JAMA Netw Open. 2025 Jan 2;8(1):e2455258. doi: 10.1001/jamanetworkopen.2024.55258.
ABSTRACT
IMPORTANCE: Timely access to care is a key metric for health care systems and is particularly important in conditions that acutely worsen with delays in care, including surgical emergencies. However, the association between travel time to emergency care and risk for complex presentation is poorly understood.
OBJECTIVE: To evaluate the impact of travel time on disease complexity at presentation among people with emergency general surgery conditions and to evaluate whether travel time was associated with clinical outcomes and measures of increased health resource utilization.
DESIGN, SETTING, AND PARTICIPANTS: This retrospective cohort study used administrative statewide inpatient and emergency department databases with linkage across encounters, including nearly every inpatient or emergency department encounter in the states of Florida and California in 2021. Participants included adult patients who presented to an emergency department with 1 of 5 common emergency surgical conditions. Data were collected from January to December 2021 and analyzed from June to December 2023.
EXPOSURE: The primary exposure was travel time from the patient’s home to the facility where they initially received emergency care.
MAIN OUTCOMES AND MEASURES: The primary outcome of interest was surgical disease complexity at the time of presentation to emergency care. Secondary outcomes included inpatient complications, mortality, and indicators of health system resource utilization. Multivariable logistic regression models were used, and adjusted odds ratios (aOR) and 95% CIs were reported.
RESULTS: Among 190 311 adults with emergency general surgery conditions, 7138 (3.8%) lived further than 60 minutes from the facility where they sought emergency care. Longer travel times were associated with higher odds of complex disease presentation for travel time of more than 120 minutes vs 15 minutes or less (aOR, 1.28; 95% CI, 1.17-1.40). Patients with a travel time 60 minutes or more were more likely to require operative intervention (aOR, 1.17; 95% CI, 1.10-1.26), inpatient admission (aOR, 1.41; 95% CI, 1.33-1.50), interfacility transfer (aOR, 1.32; 95% CI, 1.15-1.51), and longer inpatient stay (adjusted mean difference, 0.47 days; 95% CI, 0.35-0.59), and had higher charges (adjusted mean difference, $8284; 95% CI, $5532-$11 035).

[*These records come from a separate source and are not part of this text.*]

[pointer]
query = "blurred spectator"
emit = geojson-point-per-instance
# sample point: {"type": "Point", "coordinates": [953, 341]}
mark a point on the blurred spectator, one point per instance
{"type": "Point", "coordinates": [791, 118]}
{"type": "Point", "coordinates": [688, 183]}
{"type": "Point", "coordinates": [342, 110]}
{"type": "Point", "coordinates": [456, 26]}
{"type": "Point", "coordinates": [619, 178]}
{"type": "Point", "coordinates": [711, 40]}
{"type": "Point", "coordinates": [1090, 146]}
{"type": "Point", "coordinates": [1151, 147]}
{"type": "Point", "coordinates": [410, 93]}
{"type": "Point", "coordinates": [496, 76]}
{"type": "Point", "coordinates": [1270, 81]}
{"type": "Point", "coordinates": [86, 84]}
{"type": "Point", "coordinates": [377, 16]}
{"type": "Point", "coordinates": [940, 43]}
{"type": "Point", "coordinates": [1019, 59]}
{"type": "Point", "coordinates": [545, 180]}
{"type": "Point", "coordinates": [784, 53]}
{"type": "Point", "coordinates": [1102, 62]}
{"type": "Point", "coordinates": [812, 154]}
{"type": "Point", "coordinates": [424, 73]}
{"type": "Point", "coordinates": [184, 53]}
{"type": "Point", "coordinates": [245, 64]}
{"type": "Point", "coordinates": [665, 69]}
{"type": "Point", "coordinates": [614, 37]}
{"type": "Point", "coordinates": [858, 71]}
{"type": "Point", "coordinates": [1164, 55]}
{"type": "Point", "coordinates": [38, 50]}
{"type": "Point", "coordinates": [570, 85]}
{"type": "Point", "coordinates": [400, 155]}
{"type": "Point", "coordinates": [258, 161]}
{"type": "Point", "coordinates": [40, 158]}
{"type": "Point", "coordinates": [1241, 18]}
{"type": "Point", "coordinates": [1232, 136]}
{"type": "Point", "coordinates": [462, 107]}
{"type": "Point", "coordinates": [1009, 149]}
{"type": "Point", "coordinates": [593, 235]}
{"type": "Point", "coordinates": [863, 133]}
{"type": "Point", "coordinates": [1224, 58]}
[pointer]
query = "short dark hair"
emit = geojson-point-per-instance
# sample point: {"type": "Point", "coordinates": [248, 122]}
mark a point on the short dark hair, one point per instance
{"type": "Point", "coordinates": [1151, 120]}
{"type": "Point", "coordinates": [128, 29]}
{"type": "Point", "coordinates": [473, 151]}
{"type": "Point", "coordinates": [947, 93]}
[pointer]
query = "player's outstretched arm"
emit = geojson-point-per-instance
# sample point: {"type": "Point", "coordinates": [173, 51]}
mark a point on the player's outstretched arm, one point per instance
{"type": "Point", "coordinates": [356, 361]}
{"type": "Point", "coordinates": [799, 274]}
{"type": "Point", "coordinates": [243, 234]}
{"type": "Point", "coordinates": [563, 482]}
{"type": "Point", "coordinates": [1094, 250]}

CONCLUSIONS AND RELEVANCE: In this cohort study of patients with emergency surgical conditions, travel time to emergency care was associated with markers of delayed presentation and increased facility resource utilization. As opposed to static measures, such as rurality, travel time may serve as a more useful metric to inform policy efforts aimed at preserving access to care amidst rural hospital closures and regionalization.